Capt. Bob Branham and the late Capt. Bill Curtis are new Bonefish & Tarpon Trust Circle of Honor inductees. Recognized on April 22, they join other legendary anglers, fishing guides and conservation leaders who have made significant contributions to the conservation of the bonefish, tarpon and permit fisheries.
The BTT Circle of Honor is housed as a permanent exhibit in the Keys History & Discovery Center, located in Islamorada on the property of the Islander Resort, and features an annually rotating exhibit on those honored as well as educational content about the significance of the flats fishery.
“It’s fitting that these two pioneering guides of Biscayne Bay are enshrined in the Circle of Honor,” said BTT President and CEO Jim McDuffie. “Not only did they help establish South Florida as a world-class fishing destination, they also played an integral role in conserving the resource and building BTT into the effective organization it is today.”
A Fort Lauderdale-area native, Branham began his fishing career in local canals and running a part-time flats guiding business with help from his fellow honoree, Curtis, an established guide who sent Branham his overflow business. Branham later left his day job to begin guiding full time in 1981.
An early proponent of banning nets in Biscayne Bay, Branham joined the board of the Florida Keys Fishing Guides Association, and soon became a well-regarded liaison between its members and BTT, engaging guides in the organization’s conservation and research efforts. As a member of the BTT board, Branham has donated his time to guide scientists on tarpon tagging expeditions and to collect bonefish for broodstock in the organization’s bonefish spawning research.
Innovator, prolific guide, and passionate conservationist, Curtis was born in eastern Oklahoma in 1925. He piloted F-7s for the Army Air Corps during World War II, had a successful career as an advertising photographer, and then had a life-changing encounter with bonefish on the flats of Miami’s Biscayne Bay in the early 1950s. By the late ‘50s, he was guiding anglers to bonefish, tarpon and permit.

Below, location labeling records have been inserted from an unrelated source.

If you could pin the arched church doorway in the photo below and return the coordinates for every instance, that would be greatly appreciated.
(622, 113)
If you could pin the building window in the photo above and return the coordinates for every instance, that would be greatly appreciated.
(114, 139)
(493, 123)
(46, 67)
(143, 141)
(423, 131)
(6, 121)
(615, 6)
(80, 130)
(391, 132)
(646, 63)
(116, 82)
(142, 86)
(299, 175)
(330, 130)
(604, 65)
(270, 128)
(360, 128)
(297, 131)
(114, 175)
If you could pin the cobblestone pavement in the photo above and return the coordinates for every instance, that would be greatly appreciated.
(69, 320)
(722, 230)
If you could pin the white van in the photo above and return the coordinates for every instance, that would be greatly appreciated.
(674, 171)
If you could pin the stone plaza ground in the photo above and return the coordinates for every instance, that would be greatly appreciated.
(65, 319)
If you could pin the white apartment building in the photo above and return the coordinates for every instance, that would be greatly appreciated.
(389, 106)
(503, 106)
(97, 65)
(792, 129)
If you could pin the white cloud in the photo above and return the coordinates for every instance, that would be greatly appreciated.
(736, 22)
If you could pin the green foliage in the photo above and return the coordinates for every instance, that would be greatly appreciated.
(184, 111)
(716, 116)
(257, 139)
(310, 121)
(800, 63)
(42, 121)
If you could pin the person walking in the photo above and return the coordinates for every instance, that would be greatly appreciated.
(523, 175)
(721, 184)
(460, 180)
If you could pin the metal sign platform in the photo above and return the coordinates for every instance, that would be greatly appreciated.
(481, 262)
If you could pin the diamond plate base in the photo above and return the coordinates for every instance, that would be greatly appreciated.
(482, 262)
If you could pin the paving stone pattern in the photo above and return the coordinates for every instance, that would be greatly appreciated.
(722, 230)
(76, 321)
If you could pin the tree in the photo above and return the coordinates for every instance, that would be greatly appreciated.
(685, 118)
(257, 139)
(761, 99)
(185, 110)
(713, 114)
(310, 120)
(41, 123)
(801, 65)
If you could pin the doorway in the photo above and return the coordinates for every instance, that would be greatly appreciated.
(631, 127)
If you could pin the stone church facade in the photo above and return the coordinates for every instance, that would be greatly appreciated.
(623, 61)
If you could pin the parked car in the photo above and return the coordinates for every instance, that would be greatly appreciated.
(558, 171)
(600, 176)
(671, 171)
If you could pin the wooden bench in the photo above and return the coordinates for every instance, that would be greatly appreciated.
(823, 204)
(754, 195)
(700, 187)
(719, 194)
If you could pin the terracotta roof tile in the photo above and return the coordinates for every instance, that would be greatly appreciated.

As his reputation grew, he received the attention in 1960 of then-U.S. Interior Secretary Stuart Udall and Commerce Secretary Luther Hodges who hired him to guide them in the Bay. From that fateful trip, and under Curtis’ subtle conservation influence, momentum built to establish Biscayne National Park, protecting the Bay’s fish-rich waters from what would have been a disastrous petroleum refinery on its shores. Noting a decline in bonefish populations in the bay in the 1990s, Curtis helped found Bonefish & Tarpon Unlimited, which later became Bonefish & Tarpon Trust.
Curtis is credited with developing the first poling platform for flats skiffs in the 1970s, and created the Bimini Twist and Curtis Connection fishing knots. His yellow Hewes Bonefisher named “Grasshopper” was such a fixture at Biscayne Bay’s Old Rhodes Key that the area is forever known as “Curtis Point.” He passed away at age 91 on October 24, 2016.